A fully coupled porous media and channels flow approach for simulation of blood and bile flow through the liver lobules

Abstract

Two dimensional, steady state, and incompressible blood and bile flows through the liver lobules are numerically simulated. Two different geometric models A and B are proposed to study the effects of lobule structure on the fluid flow behaviour.
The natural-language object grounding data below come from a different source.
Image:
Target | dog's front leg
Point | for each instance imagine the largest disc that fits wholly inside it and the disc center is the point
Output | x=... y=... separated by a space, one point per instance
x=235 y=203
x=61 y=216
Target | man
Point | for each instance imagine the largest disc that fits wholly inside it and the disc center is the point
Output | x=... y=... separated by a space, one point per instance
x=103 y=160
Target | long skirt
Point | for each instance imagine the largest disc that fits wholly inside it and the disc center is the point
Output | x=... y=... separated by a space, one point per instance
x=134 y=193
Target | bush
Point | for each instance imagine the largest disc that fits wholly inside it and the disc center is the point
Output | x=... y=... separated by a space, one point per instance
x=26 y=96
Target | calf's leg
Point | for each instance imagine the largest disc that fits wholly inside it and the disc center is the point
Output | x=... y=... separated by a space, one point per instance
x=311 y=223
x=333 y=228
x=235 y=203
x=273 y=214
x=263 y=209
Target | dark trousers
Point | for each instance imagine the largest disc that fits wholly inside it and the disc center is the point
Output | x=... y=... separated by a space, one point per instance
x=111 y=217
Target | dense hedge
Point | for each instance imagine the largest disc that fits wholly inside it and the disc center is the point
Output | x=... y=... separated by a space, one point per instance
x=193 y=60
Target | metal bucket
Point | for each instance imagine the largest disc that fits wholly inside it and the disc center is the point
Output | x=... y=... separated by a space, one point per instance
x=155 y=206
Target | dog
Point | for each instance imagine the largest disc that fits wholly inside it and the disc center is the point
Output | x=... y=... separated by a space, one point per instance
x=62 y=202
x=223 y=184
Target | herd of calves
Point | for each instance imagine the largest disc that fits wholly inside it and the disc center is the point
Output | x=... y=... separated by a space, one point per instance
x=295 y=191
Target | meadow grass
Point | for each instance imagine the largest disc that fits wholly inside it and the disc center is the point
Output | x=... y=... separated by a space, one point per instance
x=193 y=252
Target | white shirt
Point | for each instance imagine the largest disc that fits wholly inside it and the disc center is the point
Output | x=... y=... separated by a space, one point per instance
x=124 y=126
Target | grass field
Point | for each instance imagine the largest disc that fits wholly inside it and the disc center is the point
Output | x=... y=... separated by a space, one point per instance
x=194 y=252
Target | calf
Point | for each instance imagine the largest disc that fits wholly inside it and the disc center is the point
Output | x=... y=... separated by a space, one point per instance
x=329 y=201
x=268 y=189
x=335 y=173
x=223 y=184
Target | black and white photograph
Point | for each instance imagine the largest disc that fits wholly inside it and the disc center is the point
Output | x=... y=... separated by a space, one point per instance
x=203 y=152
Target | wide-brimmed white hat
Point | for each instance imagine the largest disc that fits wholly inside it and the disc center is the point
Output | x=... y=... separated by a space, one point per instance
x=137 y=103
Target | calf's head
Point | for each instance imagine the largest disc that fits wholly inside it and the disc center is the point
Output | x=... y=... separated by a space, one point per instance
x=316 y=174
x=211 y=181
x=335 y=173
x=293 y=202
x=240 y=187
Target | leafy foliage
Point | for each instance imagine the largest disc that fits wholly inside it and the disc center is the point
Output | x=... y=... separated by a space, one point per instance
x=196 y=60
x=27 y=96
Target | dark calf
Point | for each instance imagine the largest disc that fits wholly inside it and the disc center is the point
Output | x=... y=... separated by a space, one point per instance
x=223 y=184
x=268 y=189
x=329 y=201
In Model A, the lobule tissue is represented as a hexagonal shape porous medium with a set of flow channels at its vertices accounting for the hepatic artery, portal and central veins along with bile ductules. Model B is a channelized porous medium constructed by adding a set of flow channels, representing the bile canaliculies and lobule sinusoids, to Model A. The bile and blood flow through the lobule is simulated by the finite element approach, based on the Darcy/Brinkman equations in the lobule tissue and the Navier-Stokes (or Stokes) equations in the flow channels. In Model B, a transmission factor on the boundaries of the bile canaliculies is introduced to connect the bile and blood flows. First, a single regular lobule is utilized to exhibit the fluid flow pattern through the liver lobule represented by proposed geometric models. Then, the model is extended to a group of liver lobules to demonstrate the flow through a liver slice represented by irregular lobules. Numerical results indicate that the Darcy and Brinkman equations provide nearly the same solutions for Model A and similar solutions with a little difference for Model B. It is shown that the existence of sinusoids and bile canaliculies inside the liver lobules has noticeable effects on its fluid flow pattern, in terms of pressure and velocity fields.